Do lado ucraniano, a visão é totalmente distinta e Putin é acusado de estar a querer reintegrar a Ucrânia na Rússia como forma de reconstruir o "império soviético", que se desmoronou em 1992, com o colapso da União Soviética.
Esta guerra na Ucrânia contou com a condenação generalizada da comunidade internacional, tendo a União Europeia e a NATO assumido a linha da frente da contestação à "operação especial" de Putin, que se materializou através de bombardeamentos das principais cidades, por meio de ataques aéreos, lançamento de misseis de cruzeiro e artilharia pesada, e com volumosas colunas militares a cercarem os grandes centros urbanos do país.

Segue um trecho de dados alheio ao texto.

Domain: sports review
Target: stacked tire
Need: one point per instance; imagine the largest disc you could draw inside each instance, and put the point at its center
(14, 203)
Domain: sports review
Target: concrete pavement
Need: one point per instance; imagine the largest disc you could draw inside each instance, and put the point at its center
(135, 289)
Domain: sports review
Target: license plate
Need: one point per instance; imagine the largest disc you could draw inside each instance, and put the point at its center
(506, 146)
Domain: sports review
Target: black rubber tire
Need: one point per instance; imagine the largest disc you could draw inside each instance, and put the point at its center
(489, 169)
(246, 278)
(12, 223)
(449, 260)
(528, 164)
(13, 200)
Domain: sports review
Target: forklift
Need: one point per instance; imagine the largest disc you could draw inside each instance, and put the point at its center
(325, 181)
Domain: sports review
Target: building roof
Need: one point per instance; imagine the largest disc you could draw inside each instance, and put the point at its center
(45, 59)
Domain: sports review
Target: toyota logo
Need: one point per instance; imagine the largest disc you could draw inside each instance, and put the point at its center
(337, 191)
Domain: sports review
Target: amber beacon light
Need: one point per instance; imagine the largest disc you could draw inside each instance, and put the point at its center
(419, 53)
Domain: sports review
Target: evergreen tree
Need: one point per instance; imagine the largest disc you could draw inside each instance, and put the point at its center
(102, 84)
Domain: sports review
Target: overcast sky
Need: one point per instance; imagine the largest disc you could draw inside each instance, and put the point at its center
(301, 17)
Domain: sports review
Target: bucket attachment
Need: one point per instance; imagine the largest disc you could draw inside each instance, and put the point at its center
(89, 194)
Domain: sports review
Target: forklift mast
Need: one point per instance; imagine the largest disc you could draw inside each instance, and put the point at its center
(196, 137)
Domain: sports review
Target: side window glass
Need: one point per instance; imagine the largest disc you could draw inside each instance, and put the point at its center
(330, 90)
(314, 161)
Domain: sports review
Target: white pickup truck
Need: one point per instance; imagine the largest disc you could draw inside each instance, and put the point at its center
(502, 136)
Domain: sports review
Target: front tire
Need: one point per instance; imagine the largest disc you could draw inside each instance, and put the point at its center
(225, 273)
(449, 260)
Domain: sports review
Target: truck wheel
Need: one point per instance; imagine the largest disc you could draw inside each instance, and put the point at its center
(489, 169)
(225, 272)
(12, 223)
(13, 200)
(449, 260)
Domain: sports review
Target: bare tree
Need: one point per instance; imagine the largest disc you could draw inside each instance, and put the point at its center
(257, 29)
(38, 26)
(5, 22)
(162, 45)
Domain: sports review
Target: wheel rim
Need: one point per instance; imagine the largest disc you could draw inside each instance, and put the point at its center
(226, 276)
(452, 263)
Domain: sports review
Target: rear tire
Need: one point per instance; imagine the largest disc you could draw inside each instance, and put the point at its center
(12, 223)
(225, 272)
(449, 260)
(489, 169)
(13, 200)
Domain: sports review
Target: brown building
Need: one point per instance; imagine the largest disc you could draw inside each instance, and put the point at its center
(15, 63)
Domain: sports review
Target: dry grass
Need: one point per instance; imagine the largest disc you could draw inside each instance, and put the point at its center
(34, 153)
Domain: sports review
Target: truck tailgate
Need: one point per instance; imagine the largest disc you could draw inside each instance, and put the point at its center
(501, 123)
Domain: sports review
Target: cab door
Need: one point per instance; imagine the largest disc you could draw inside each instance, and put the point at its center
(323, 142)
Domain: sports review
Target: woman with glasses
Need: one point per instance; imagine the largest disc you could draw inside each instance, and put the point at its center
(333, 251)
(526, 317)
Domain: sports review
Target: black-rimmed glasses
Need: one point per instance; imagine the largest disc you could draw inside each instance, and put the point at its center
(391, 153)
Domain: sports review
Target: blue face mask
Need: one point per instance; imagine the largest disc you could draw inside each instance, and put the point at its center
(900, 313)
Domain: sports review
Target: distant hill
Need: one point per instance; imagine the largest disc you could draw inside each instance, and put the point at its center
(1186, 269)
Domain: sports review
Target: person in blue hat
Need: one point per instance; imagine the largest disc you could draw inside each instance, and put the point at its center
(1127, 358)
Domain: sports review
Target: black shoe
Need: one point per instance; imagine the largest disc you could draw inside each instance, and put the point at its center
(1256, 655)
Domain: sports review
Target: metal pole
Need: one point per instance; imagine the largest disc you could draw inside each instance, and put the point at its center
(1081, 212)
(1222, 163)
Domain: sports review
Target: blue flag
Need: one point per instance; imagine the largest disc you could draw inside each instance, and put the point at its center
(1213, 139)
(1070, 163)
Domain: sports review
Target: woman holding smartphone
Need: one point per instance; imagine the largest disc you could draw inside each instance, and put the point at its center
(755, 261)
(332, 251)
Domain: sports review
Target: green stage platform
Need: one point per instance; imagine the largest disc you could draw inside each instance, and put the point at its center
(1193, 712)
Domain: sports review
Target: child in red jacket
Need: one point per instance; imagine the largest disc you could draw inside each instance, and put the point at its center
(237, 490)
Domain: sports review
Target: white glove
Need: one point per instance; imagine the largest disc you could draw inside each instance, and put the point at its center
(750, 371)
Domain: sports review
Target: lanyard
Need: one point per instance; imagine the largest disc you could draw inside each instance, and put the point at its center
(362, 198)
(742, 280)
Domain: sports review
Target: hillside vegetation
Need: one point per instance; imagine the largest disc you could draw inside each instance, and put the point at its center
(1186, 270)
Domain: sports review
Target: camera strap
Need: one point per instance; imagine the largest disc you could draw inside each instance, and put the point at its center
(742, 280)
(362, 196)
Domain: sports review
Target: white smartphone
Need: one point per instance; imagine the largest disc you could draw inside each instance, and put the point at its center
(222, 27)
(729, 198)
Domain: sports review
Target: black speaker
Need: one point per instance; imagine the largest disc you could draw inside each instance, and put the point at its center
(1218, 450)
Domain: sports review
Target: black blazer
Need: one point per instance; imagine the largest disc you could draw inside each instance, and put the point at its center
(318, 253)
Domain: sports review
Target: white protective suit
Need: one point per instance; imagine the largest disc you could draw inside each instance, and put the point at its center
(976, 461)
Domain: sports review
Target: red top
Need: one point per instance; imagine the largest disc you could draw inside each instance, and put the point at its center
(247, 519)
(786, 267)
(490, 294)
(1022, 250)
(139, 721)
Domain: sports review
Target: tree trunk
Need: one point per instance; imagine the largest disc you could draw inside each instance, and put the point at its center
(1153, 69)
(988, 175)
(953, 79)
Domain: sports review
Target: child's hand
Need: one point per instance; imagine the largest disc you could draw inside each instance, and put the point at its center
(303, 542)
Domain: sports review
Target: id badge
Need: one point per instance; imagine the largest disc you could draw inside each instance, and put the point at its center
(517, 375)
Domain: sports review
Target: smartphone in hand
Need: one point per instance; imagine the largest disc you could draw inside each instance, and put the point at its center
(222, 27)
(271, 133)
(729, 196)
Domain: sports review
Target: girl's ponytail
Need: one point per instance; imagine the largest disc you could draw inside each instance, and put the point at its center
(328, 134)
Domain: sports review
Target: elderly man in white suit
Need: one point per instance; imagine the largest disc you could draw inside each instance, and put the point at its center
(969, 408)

Na reacção, além da resistência ucraniana, Moscovo contou com o maior pacote de sanções aplicadas a um país, que está a causar danos avultados à sua economia, sendo disso exemplo a queda da sua moeda nacional, o rublo, em mais de 60%.
Estas sanções, que já levaram as grandes marcas mundiais a deixar a Rússia, como as 850 lojas da McDonalds, abrangem ainda os seus desportistas, artistas, homens de negócios...
Milhares de mortos e feridos e mais de 3 milhões de refugiados nos países vizinhos da Ucrânia são a parte visível deste desastre humanitário.